The occasion this month of time away from work provided the perfect opportunity to realize my objective, and I brought my google‐fu to bear on the question of whether the place I had been imagining for months exists.
It does.
Backed up onto the Coeur d’Alene Mountains, at the end of a gravel road, and fronted by a small lake¹ on its 400 acre grounds is the Amber Bear Inn.
We spent altogether satisfying time as the guests of Michael and Nancy Masten, the proprietors of the Inn. They are a couple of recovering software‐makers who have found a jewel‐like patch of ground and created a handsome establishment in its midst.
The Inn encloses a bright, airy space and is favorite‐blue‐jeans comfortable and cared for. We were made to feel welcome and at ease from the moment we arrived, with the overt intent that we should get every molecule out and let it relax and enjoy itself. There was a rhythm to the Inn I wanted to grok, a satisfying slap at the hi‐hat with some floor tom underneath it, the way an unfamiliar song sets a toe into motion because it clearly is going places, waiting for the bass line to resolve itself so the hips know which way to swing. We were Off the Beaten Path and it made me think of music. I was in.
Geese, peafowl, horses, a llama, and goats are given care
in an adjacent barn — the peacocks have an astonishing call,
and the goose living under the porch makes a racket every so often just to interrupt the quiet. I spotted a housecat peering
out of the garage, but it was the dogs that were the best companions in the yard. Their behavior made manifest the
idea that had drawn me back to Montana: a roll in the clover, followed by a nap, then a dip in the creek,
after which it was time for a nap, and, if the day was not growing short, an inspection of the treeline to be concluded
with a nap.
In the afternoon of an otherwise cloudless, warm day, I watched the birth and death of an exquisitely shaped small cumulous cloud over Pillick Ridge as I scratched one of the dogs’ ears. It was beautifully obvious how the air was rising in a column over the ridge until it cooled so the moisture it held condensed, as was the subsidence of the surrounding air as the moisture at the edges of the cloud evaporated. It was gone within 30 minutes of its initial moment. There was a fresh breeze, and it registered with me that the occasion was as serene as any spent reaching across Puget Sound on a sunny summer’s day. I could almost feel the tiller vibrating in my hand.
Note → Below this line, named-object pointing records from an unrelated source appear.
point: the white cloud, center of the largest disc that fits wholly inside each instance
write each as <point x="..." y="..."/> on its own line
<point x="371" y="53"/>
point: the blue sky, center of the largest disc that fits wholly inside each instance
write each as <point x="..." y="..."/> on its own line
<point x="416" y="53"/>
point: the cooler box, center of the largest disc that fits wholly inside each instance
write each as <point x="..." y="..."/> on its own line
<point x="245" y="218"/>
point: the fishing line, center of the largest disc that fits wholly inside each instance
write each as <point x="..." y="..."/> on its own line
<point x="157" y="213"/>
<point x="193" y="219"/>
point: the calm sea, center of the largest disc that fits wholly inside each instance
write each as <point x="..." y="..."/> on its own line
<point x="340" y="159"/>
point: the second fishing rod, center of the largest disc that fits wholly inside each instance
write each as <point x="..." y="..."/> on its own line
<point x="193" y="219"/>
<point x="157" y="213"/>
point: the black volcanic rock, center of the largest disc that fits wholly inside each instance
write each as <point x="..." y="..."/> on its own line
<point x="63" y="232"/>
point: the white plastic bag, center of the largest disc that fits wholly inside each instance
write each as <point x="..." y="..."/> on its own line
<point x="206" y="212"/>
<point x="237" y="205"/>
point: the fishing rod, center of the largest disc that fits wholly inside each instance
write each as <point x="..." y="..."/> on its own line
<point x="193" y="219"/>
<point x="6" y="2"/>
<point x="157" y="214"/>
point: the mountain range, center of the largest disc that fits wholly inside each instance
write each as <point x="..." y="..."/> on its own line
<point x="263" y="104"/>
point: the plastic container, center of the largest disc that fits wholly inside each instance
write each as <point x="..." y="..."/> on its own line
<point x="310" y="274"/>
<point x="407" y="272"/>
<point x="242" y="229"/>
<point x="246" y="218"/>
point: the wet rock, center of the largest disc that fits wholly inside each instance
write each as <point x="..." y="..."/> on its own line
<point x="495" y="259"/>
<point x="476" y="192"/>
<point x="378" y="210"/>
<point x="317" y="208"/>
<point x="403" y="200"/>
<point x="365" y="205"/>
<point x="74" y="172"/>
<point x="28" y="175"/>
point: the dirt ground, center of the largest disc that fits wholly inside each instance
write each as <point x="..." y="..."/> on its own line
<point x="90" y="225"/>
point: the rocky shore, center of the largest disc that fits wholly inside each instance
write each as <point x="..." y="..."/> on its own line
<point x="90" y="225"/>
This, I thought, is what I wanted to find here.
I am confident that if James Hilton were able to stand in the meadow and look about himself, he would agree the location exactly captures the idea of his imaginary mountain home.
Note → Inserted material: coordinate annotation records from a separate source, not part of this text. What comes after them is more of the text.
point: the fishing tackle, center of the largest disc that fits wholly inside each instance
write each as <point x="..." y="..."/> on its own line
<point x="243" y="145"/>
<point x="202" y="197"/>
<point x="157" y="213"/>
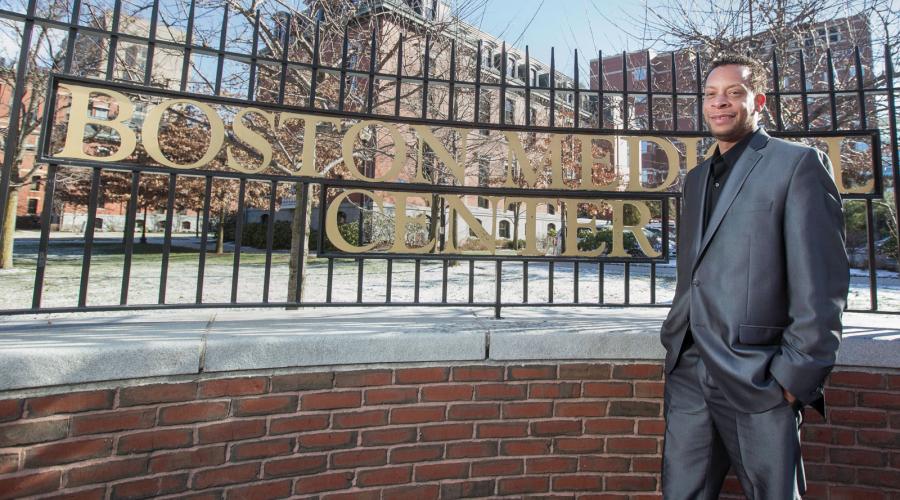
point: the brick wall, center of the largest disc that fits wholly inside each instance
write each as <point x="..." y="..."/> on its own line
<point x="570" y="430"/>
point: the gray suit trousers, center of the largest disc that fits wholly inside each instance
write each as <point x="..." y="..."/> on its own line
<point x="705" y="436"/>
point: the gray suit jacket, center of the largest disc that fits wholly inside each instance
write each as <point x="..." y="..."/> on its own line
<point x="764" y="288"/>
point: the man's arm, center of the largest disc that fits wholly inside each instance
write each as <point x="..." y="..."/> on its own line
<point x="818" y="278"/>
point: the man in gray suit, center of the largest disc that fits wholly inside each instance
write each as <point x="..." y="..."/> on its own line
<point x="756" y="319"/>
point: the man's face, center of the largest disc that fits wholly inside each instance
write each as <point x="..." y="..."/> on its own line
<point x="730" y="108"/>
It is near impossible to declare a favorite aspect of the place: our abundant room eavesdropping on the babbling Brewer’s Creek; the trees playing in the warm wind blowing from the west; the waterfall in a fern‐strewn cathedral of limbs; the delicious meals prepared in Nancy’s kitchen; the bald eagle sailing overhead; the deer and elk wandering the fields; the fact that Michael has his very own road grader; or snow‐capped Scotchman Peak that looms over it all? On balance, frankly, I will say our favorite part of our stay was Michael and Nancy; I think we were both pretty fond of them by the time we had to say farewell.